Chapter 4
“You do realise,” Tom said, about two seconds after arriving in the waiting room of St. Thomas’s Hospital, “that I work with people who know how to make bodies disappear.”
Bridge had, in fact, told him that it was all her idea, but he didn’t seem to think that made a difference. And, to be fair, he was right. “I’m really sorry,” I said. “Really, really sorry. Really, really, really sorry.”
He rubbed his eyes with the weariness of a man who had been dragged out of bed at four-something-horrible in the morning because his wife had gone into labour on the Millennium Bridge because her arsehole best friend had been having a panic attack about a puppy.
It was a remarkably specific kind of weariness.
“I know you are.

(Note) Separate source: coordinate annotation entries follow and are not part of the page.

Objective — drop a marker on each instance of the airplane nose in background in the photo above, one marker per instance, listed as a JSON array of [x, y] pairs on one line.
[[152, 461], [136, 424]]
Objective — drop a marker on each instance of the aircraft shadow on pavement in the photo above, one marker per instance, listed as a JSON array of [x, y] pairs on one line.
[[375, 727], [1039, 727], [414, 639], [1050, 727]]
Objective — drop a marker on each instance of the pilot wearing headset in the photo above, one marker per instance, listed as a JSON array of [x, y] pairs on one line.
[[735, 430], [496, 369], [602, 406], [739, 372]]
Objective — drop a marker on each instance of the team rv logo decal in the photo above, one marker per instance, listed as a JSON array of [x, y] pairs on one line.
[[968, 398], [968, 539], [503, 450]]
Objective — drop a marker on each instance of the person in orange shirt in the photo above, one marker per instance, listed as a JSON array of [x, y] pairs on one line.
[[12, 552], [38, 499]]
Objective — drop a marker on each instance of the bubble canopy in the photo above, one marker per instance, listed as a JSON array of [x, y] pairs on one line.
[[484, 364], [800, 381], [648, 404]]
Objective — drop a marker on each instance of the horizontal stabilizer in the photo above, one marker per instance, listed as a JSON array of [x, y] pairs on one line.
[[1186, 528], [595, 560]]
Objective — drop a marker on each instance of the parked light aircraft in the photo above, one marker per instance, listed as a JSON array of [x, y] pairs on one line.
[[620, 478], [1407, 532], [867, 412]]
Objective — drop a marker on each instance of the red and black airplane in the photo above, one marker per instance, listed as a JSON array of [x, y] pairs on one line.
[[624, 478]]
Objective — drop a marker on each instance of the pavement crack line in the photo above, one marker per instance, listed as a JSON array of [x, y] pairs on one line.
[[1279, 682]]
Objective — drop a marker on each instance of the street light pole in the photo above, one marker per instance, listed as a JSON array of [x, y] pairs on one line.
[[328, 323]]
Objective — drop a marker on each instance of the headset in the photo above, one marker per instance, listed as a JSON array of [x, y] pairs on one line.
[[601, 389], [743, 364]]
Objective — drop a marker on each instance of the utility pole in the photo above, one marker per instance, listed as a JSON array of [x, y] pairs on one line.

But I was kind of hoping you’d got past the stage of thinking that doing a shitty thing and feeling bad about it is the same as not doing a shitty thing in the first place. ”
“I have.” I tried to be all dignified and taking responsibility and everything, but I felt about three inches tall and fourteen years old. “I just… I had a relapse.”
“Do you not understand how wrong this could have gone? You could have seriously hurt Bridge.”
Everyone in the waiting room, friends and strangers alike, was studiously looking away. Which I guess was better than filming it so they could post it to TikTok, called something like Wow as a Complete Stranger I Don’t Know What’s Going on Here but It’s Clearly Luc’s Fault.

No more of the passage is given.